Table 1 The structural characteristics of twelve transposons characterized from six xenobiotic-metabolizing P450 genes in H. zea

In the laboratory population and the cell line, CYP6B8 and CYP6B27 are adjacent to each other in a head-to-tail arrangement, with CYP6B8 located 2030-bp upstream of CYP6B27 (Figure 1a). By comparing the sequence of the CYP6B8-CYP6B27 cluster in the laboratory colony and that in the cell line, three transposon insertions are characterized. One transposon insertion is found in the 5'-flanking promoter region of CYP6B8 in the midgut cell line CYP6B8-CYP6B27 cluster (Figure 1a; Table 1). This 3518-bp DNA transposon insertion has long TIRs and is flanked by 5-bp (GCTCG) TSDs (Figure 2a). The deduced 489 amino acids sequence has 34% identity with transib5 from Drosophila melanogaster [45]. Based on these features, it is designated as Hztransib. Another transposon is found in the exon1 of CYP6B8 in the midgut cell line (Figure 1a; Table 1). This 1558-bp transposon has typical features of Tc1 family transposon, such as 27-bp perfect TIRs flanked by 2-bp (TA) TSDs (Figure 2b). Its putative open reading frame (ORF) encodes 375 amino acids and share 23% identity with Tc1 transposon from Caenorhabditis elegans [46]. Thus it is designated as HzTc1.
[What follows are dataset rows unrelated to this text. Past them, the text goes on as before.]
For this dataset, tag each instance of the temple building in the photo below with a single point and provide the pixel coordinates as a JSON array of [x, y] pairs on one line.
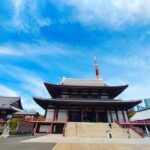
[[8, 106], [78, 100]]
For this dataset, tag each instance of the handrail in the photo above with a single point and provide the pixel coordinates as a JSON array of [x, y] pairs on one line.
[[46, 120], [137, 131], [130, 125]]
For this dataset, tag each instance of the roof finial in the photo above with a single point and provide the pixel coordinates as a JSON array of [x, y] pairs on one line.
[[96, 69]]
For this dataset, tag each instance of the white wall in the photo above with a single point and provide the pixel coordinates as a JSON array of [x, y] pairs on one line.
[[49, 114], [114, 116], [62, 114], [44, 128], [120, 116]]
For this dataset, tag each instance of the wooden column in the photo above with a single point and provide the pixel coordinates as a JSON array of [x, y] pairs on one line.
[[96, 116], [116, 112], [35, 128], [127, 115], [82, 115], [110, 113], [54, 115], [123, 115], [51, 129]]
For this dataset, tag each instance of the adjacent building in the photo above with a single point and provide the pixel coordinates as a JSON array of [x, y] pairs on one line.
[[8, 106]]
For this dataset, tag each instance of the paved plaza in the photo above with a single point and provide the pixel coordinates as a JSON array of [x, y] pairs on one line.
[[14, 143], [48, 142], [88, 143]]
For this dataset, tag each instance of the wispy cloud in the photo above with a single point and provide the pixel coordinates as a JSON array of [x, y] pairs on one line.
[[138, 59], [26, 13], [114, 13], [6, 91], [34, 49]]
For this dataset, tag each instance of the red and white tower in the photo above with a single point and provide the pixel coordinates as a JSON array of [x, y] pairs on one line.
[[97, 69]]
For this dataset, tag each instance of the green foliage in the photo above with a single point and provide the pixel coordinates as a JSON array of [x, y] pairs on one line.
[[131, 113], [14, 122], [12, 132], [40, 117]]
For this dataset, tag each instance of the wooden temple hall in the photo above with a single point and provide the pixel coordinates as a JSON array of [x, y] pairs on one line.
[[76, 100]]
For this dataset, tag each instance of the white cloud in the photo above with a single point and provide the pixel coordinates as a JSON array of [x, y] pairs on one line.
[[6, 91], [138, 60], [26, 14], [41, 48], [114, 13]]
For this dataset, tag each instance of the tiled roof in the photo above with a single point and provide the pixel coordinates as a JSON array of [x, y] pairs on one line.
[[7, 101], [81, 82]]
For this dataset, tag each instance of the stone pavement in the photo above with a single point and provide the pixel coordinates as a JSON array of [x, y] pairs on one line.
[[14, 143], [63, 146], [88, 143], [59, 139]]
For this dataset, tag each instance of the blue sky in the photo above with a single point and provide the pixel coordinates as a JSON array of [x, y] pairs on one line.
[[42, 41]]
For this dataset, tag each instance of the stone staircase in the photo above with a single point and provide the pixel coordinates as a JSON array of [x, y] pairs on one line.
[[84, 129]]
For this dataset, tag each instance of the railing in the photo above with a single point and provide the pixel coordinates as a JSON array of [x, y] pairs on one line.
[[129, 124], [45, 120], [139, 122], [137, 130], [64, 128]]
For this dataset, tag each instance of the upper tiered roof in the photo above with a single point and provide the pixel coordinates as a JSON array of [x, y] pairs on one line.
[[82, 82], [84, 89], [13, 103]]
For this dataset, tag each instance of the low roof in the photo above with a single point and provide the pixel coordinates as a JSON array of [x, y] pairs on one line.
[[82, 82], [112, 91], [11, 103], [141, 115], [109, 104], [8, 100], [25, 113]]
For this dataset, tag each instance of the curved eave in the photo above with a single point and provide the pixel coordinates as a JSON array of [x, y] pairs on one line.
[[109, 104], [113, 91]]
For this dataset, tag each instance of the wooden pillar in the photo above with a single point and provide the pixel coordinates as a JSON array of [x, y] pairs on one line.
[[116, 112], [35, 128], [123, 115], [67, 114], [82, 119], [54, 115], [127, 115], [110, 113], [96, 116], [51, 129]]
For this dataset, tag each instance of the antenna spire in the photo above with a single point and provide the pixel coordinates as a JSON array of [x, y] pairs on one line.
[[96, 69]]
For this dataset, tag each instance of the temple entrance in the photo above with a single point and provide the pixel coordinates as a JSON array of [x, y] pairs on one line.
[[75, 116], [89, 116], [102, 116], [58, 128]]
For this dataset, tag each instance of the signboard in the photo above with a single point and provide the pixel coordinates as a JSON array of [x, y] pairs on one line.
[[25, 128]]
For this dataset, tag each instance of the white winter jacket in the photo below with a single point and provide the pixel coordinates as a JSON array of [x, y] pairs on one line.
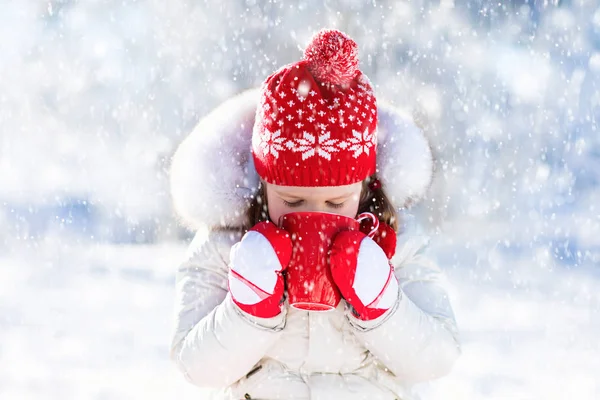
[[311, 355], [299, 354]]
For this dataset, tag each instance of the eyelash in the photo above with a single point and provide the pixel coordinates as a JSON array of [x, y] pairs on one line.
[[299, 203]]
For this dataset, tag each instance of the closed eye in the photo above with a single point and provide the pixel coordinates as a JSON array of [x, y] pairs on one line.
[[335, 205], [294, 204]]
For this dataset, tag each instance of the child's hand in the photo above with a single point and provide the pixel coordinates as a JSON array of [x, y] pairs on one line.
[[363, 273], [255, 280]]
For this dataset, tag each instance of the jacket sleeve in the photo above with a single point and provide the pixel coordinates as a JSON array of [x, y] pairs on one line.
[[417, 340], [214, 343]]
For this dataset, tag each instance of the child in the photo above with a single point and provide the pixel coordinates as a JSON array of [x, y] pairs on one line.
[[318, 142]]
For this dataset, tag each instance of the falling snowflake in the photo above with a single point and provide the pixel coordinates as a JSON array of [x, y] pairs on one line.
[[359, 143], [323, 146], [271, 142]]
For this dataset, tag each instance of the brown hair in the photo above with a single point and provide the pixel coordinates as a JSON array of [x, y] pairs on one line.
[[373, 200]]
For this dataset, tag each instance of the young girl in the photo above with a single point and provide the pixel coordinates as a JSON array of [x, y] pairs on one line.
[[311, 139]]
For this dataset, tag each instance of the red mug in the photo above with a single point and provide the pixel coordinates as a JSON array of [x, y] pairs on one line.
[[309, 283]]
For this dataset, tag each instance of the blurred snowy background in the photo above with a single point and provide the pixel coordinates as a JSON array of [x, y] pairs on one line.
[[95, 95]]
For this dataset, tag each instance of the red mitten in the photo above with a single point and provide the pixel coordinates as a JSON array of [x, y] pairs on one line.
[[257, 261], [363, 273], [385, 236]]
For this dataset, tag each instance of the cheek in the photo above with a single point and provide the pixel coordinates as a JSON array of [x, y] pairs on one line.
[[276, 210], [351, 208]]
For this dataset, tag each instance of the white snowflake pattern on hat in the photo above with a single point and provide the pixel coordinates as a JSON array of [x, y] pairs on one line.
[[323, 146], [360, 142], [271, 142]]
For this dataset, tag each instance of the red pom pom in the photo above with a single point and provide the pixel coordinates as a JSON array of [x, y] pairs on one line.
[[332, 57]]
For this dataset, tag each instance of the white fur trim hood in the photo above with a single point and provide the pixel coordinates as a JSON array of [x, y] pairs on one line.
[[213, 178]]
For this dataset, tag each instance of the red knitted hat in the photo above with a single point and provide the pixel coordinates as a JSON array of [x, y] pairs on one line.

The third one is inserted in the intergenic region of the CYP6B8-CYP6B27 cluster, i.e. the 5' flanking region of CYP6B27 or the 3'-flanking sequence of CYP6B8 (Figure 1a). This insertion is present in the CYP6B8-CYP6B27 cluster of the laboratory population but not in the midgut cell line (Table 1). This transposon is flanked by 6-bp TSDs (Figure 2d) and has an ORF sharing 29.1% amino acids identity with Maui transposon, a member of CR-1 (chicken repeat 1) family of non-LTR retrotransposons, from the pufferfish Fugu rubripes [47]. This retrotransposon insertion also contains microsatellite (TA dinucleotides) repeats at the 3' end but lacks a poly-A tail, which usually happened in the CR1 family of non-LTR retrotransposons [47]. Thus, we designate it as HzCR-1. Amino acids sequence alignment with other CR1 clade retrotransposons demonstrates that HzCR1 is truncated at the 5' end, losing apurinic-apyrimidic endonuclease (AP ENDO) domains and most of reverse transcriptase (RT) subdomains. Among the seven RT subdomains defined by Xiong and Eickbush [48], only the seventh subdomain and part of the sixth subdomain are retained in the HzCR1 (see Additional file 2).

Transposons within the introns of CYP9A12v3 and CYP9A14

Two cDNA sequences representing CYP9A12 and CYP9A14 were isolated from a pyrethroid-resistant strain of Helicoverpa armigera [25], the old world sibling species of H. zea. The fact that the CYP9A12 and CYP9A14 transcripts in the pyrethroid-selected resistant strain are overexpressed 433- and 59-fold in the fatbody and 19- and 4.3-fold in the midgut, respectively, in comparison with the unselected parental strain, indicates that these two P450s are associated with pyrethroid resistance [25]. To examine if any transposon is inserted in the homologs of these two insecticide-metabolizing H. armigera CYP9A genes in H. zea, gene-specific primers (see Additional file 1) are designed to PCR-amply the genomic sequences of the H. zea homologs from the laboratory strain and the midgut cell line. The orthologous CYP9A genes obtained from the H. zea laboratory strain are designated as CYP9A12v3 (5.7 kb) and CYP9A14 (8.4 kb) (Nelson, personal communication). Sequence comparison with the cDNA sequences of the H. armigera CYP9A12 and CYP9A14 reveals that the two paralogous H. zea CYP9A genes share an identical genomic structure, each having 10 exons and 9 introns of variable sizes (Figure 1b, 1c). Their intron/exon locations and boundary sequences (all of the 9 introns follow the GT-AG rule in both CYP9A12v3 and CYP9A14) are identical.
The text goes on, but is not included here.